Même cri de cœur pour les doyennes Sissoko Fanta Mantjini Diarra et Coulibaly Kadiatou Samaké qui vont entamer leur deuxième mandat en Commune V. « La lutte a été très dure. Notre liste était confrontée à celle d'un opérateur économique riche. Mais, c'est l'expérience et le savoir-faire qui nous ont différenciés » , a souligné la vice-présidente de l'URD Kadiatou Samaké pour qui, « on ne se lève pas à la dernière minute pour être candidat. Il faut apprendre à fréquenter tes concitoyens et à connaître ta circonscription » .

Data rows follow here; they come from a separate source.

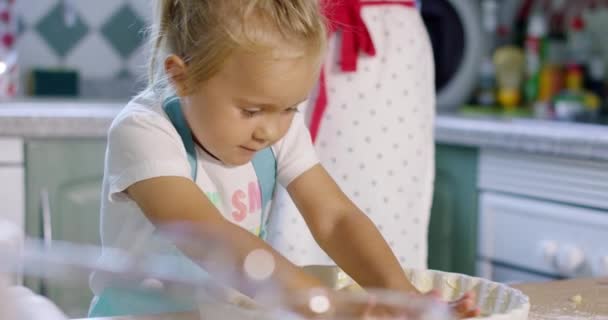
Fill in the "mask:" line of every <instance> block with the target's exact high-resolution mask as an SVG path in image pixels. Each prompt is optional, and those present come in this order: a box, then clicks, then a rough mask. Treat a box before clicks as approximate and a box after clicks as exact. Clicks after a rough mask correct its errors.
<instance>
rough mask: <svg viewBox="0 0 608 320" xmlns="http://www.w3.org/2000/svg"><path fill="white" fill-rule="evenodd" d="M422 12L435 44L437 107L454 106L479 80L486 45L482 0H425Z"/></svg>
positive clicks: (433, 49) (467, 92)
mask: <svg viewBox="0 0 608 320" xmlns="http://www.w3.org/2000/svg"><path fill="white" fill-rule="evenodd" d="M421 14H422V18H423V20H424V23H425V25H426V27H427V30H428V32H429V36H430V39H431V43H432V45H433V54H434V58H435V83H436V87H437V104H438V108H439V109H440V110H454V109H456V108H458V107H460V106H461V105H462V104H463V103H464V102H465V101H466V100H468V99H469V97H470V95H471V94H472V92H473V90H474V88H475V86H476V83H477V74H478V70H479V66H480V62H481V57H482V54H483V52H484V47H485V43H484V36H483V31H482V25H481V17H480V12H479V3H478V1H472V0H466V1H463V0H425V1H423V2H422V6H421Z"/></svg>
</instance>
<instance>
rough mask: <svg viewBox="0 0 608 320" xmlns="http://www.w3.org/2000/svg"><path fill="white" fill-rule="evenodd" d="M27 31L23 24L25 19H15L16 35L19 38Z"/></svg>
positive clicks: (23, 24)
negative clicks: (15, 23) (16, 30)
mask: <svg viewBox="0 0 608 320" xmlns="http://www.w3.org/2000/svg"><path fill="white" fill-rule="evenodd" d="M26 30H27V24H26V23H25V18H23V16H22V15H19V16H18V17H17V35H18V36H21V35H23V33H24V32H25V31H26Z"/></svg>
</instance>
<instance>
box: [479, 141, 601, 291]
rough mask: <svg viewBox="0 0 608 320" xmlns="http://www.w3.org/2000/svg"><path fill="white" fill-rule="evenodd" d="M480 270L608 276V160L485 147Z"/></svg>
mask: <svg viewBox="0 0 608 320" xmlns="http://www.w3.org/2000/svg"><path fill="white" fill-rule="evenodd" d="M479 170H480V171H479V188H480V190H481V196H480V200H479V202H480V205H479V208H480V212H479V213H480V224H479V246H478V248H479V249H478V250H479V252H478V270H477V271H478V274H479V275H480V276H482V277H486V278H489V279H493V280H495V281H501V282H520V281H538V280H541V281H542V280H551V279H561V278H575V277H592V276H597V277H599V276H608V241H607V240H608V197H607V195H608V163H606V162H599V161H593V160H579V159H564V158H554V157H550V156H545V155H536V154H526V153H513V152H508V151H498V150H483V151H482V152H481V155H480V168H479Z"/></svg>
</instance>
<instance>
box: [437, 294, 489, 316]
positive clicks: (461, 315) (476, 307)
mask: <svg viewBox="0 0 608 320" xmlns="http://www.w3.org/2000/svg"><path fill="white" fill-rule="evenodd" d="M426 295H428V296H432V297H435V298H437V299H440V298H441V295H440V293H439V292H438V291H436V290H433V291H431V292H429V293H427V294H426ZM448 305H449V307H450V309H451V310H452V312H454V314H456V316H458V318H461V319H462V318H473V317H476V316H478V315H479V314H480V313H481V311H480V310H479V307H477V306H476V305H475V292H473V291H469V292H467V293H465V294H464V295H463V296H462V297H460V298H459V299H457V300H454V301H452V302H448Z"/></svg>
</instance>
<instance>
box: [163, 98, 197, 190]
mask: <svg viewBox="0 0 608 320" xmlns="http://www.w3.org/2000/svg"><path fill="white" fill-rule="evenodd" d="M163 109H164V110H165V113H167V116H169V120H171V123H172V124H173V126H174V127H175V129H176V130H177V133H179V136H180V137H181V138H182V142H183V143H184V147H185V148H186V153H187V154H188V162H189V163H190V176H191V177H192V180H193V181H196V174H197V168H198V166H197V165H196V150H195V149H194V139H193V138H192V133H190V128H189V127H188V123H187V122H186V118H185V117H184V114H183V112H182V107H181V104H180V102H179V97H171V98H169V99H167V100H166V101H165V103H164V105H163Z"/></svg>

Pour sa colistière, du Cnid , Fanta Mantjini , « n'eut été les stratégies dégagées, on n'allait pas passer. C'était un véritable combat. Ce qui m'a marqué, ce sont les femmes qui ont défilé à côté de l'argent pour voter pour nous » .
Les honorables Saran Sinaté (URD, Sikasso), Diakité Djénebou Maguiraga , ( Adéma /PASJ) qui se définit comme la paysanne de la CMDT, élue à San , Djiré Penda Traoré de Ségou, Diakité Minata Sidibé de Dioïla , Dembélé Mariam Diassana de Tominian, Touré Kadiatou Maïga de Kati soutiennent qu'elles doivent leur élection, surtout, aux femmes rurales. Ce qui n'a pas été le cas pour Camara Saoudatou Dembélé, élue MPR en Commune VI pour qui, « les femmes n'ont pas soutenu les candidatures féminines » .
Une certitude cependant : toutes sont animées d'une seule volonté, c'est-à-dire faire un bloc malgré leur minorité pour tenir tête aux hommes et défendre les causes de la gent féminine.